Mario indica que hay incontables delicias olvidadas, “pretendemos que esto se dé a conocer a toda la población porque es parte de nuestra cultura, porque muchas veces, por ejemplo, el pinole no lo conocemos, no sabemos qué es. Sin embargo, es un alimento que ancestralmente fue muy importante para el desarrollo de nuestra cultura”.
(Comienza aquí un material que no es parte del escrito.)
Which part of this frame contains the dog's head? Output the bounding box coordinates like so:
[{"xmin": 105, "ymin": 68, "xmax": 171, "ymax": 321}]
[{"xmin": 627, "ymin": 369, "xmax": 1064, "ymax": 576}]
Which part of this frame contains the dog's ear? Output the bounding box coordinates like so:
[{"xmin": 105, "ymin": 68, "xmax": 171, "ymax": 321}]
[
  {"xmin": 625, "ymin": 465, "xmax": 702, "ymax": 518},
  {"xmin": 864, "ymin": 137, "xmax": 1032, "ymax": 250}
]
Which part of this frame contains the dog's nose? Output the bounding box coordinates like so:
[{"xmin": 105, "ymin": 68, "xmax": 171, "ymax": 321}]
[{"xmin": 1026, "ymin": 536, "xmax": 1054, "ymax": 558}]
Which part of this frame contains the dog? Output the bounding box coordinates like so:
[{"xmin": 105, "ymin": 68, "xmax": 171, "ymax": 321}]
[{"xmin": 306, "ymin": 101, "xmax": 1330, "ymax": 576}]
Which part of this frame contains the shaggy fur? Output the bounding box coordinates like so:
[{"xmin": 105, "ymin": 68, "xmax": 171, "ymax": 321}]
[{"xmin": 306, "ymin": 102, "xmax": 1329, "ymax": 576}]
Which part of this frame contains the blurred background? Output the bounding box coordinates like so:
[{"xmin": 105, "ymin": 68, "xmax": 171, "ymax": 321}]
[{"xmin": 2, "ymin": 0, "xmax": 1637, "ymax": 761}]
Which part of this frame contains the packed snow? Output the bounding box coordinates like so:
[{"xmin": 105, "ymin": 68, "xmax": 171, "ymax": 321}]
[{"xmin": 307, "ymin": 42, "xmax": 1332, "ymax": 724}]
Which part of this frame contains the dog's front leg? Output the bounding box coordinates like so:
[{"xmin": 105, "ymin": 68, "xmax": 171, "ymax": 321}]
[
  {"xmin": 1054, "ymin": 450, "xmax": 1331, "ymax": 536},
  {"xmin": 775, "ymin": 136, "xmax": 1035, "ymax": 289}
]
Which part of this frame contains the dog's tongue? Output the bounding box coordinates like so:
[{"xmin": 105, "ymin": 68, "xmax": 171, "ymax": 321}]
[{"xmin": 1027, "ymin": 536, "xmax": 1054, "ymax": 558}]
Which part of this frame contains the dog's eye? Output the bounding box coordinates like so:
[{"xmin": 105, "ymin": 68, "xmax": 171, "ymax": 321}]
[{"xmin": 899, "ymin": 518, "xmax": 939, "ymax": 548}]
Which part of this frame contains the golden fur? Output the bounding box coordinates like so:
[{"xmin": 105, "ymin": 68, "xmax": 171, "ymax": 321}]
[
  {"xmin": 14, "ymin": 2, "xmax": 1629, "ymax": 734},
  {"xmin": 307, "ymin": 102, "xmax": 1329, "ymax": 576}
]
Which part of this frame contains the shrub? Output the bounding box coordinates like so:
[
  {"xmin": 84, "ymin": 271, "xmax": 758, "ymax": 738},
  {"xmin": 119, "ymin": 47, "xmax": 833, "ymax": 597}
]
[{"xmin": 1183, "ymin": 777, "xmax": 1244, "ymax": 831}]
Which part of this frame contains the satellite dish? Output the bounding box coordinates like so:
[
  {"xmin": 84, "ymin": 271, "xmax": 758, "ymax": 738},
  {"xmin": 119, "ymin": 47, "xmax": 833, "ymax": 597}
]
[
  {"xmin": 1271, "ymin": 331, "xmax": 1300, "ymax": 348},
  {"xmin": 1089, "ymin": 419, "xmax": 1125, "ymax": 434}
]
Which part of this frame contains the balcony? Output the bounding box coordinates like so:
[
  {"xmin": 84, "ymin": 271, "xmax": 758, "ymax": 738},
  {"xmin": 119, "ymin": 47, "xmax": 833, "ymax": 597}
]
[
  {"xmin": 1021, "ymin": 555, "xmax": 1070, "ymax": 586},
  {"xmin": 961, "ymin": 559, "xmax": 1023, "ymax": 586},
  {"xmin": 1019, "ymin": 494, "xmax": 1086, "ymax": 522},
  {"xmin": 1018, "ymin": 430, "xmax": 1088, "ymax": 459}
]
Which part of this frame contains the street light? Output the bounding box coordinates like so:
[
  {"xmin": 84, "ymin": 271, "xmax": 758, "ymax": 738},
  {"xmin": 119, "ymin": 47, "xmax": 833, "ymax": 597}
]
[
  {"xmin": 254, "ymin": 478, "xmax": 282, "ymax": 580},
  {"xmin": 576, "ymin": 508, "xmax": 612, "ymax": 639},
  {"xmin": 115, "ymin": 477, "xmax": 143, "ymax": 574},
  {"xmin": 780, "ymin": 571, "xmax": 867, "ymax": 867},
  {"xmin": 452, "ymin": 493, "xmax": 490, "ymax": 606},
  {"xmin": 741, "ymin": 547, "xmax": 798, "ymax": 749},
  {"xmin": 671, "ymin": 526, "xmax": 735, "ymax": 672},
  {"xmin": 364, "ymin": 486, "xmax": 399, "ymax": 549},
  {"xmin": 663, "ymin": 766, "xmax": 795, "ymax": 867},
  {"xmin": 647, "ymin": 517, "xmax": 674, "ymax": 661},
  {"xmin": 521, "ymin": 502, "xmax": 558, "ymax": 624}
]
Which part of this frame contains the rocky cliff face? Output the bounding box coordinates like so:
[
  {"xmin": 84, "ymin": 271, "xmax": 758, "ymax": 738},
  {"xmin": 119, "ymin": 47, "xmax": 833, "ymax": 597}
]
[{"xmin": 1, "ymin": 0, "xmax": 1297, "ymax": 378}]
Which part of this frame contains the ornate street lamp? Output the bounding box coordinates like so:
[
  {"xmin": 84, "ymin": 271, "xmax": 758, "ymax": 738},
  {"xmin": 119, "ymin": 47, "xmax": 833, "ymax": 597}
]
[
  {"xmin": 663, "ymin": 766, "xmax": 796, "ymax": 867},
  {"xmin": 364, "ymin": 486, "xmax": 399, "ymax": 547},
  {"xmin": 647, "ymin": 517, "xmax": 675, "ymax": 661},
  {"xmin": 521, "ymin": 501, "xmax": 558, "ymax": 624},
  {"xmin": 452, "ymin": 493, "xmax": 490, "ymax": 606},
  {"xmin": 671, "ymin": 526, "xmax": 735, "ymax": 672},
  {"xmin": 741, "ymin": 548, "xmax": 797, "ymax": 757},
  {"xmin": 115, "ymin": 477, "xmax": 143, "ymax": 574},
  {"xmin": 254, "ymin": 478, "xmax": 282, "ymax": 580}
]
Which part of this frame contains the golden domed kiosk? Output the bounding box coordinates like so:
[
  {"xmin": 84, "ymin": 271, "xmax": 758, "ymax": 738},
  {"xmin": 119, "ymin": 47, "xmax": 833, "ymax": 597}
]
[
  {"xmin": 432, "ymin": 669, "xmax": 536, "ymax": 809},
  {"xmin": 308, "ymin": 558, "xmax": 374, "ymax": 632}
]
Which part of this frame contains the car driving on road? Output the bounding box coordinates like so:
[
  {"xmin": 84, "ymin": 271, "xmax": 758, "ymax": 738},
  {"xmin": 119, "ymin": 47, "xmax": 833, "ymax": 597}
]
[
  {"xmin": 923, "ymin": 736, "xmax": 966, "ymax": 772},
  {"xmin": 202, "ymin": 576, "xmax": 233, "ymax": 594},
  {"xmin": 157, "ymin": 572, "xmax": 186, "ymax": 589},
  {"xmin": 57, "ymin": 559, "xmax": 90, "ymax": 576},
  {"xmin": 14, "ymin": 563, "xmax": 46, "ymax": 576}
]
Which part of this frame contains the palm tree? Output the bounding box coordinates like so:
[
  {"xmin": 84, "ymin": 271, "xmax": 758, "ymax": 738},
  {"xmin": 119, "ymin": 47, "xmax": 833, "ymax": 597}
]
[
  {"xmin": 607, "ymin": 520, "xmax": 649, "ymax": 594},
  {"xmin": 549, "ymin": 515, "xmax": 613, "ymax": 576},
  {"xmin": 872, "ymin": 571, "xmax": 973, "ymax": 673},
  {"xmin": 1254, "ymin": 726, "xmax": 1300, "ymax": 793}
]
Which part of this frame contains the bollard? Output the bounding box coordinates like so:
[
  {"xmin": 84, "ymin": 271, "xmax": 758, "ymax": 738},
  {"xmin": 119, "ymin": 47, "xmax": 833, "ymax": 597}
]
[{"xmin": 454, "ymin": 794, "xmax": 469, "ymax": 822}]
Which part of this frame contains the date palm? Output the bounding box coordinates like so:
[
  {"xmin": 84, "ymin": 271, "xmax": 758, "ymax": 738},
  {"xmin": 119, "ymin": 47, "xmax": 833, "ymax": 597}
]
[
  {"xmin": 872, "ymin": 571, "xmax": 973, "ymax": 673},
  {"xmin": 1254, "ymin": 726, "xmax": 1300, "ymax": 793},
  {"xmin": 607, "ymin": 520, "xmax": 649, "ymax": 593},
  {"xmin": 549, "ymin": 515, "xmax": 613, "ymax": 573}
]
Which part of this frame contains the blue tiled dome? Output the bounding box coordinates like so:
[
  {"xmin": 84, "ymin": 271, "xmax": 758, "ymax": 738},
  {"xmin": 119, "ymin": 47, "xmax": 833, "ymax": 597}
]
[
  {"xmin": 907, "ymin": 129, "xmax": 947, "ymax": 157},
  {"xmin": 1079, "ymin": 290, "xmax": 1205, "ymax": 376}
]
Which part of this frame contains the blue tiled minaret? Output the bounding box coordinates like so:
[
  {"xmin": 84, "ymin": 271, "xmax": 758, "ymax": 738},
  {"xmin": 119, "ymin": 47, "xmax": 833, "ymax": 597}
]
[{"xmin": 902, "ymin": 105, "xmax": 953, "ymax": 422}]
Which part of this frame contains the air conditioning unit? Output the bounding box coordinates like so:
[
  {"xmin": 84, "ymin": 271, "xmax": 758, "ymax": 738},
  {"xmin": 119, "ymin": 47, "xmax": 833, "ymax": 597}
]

La población de Atocpan sobrellevó la crisis del campo gracias a este alimento, pero la tradición de las molenderas comenzó a desaparecer. “Eso sí, ya está extinto, ya quedan nada más unas cuantas señoras y ya son mayores, porque es donde no se transmite la costumbre porque ya hay licuadora, hay molino, eso es mucho más fácil, no se cansan y no se ensucian y demás”, señala el entrevistado.
Dice que los siete hijos de Herlinda muelen en metate, incluso los hombres, cuando se necesitan manos todos las ponen.
Ahora habla más bajito, su voz es tan suave como el polvo de pinole, “me da a mí pena hablar, dirán presumida o qué, pero nosotros tenemos el primer lugar en mi pueblo del mole, porque ahorita ya todo mi pueblo es molero, después que mi abuelita me enseñó a mí, aprendieron de mí, y ahorita todo el pueblo, no nada más mi pueblo, los pueblos vecinos de aquí en la ciudad ya saben vender mole”.
Herlinda arroja al pinole canela y azúcar, y luego le da varias pasadas firmes contra la piedra hasta que se funden en una sola textura. Después comienza a juntarlo en una bolsita, “ahora sí ya es justo… ya terminé”. Esas palabras parecen salir también molidas entre una risita, “es que si me lo llevo así sin terminar no se puede revolver”, dice.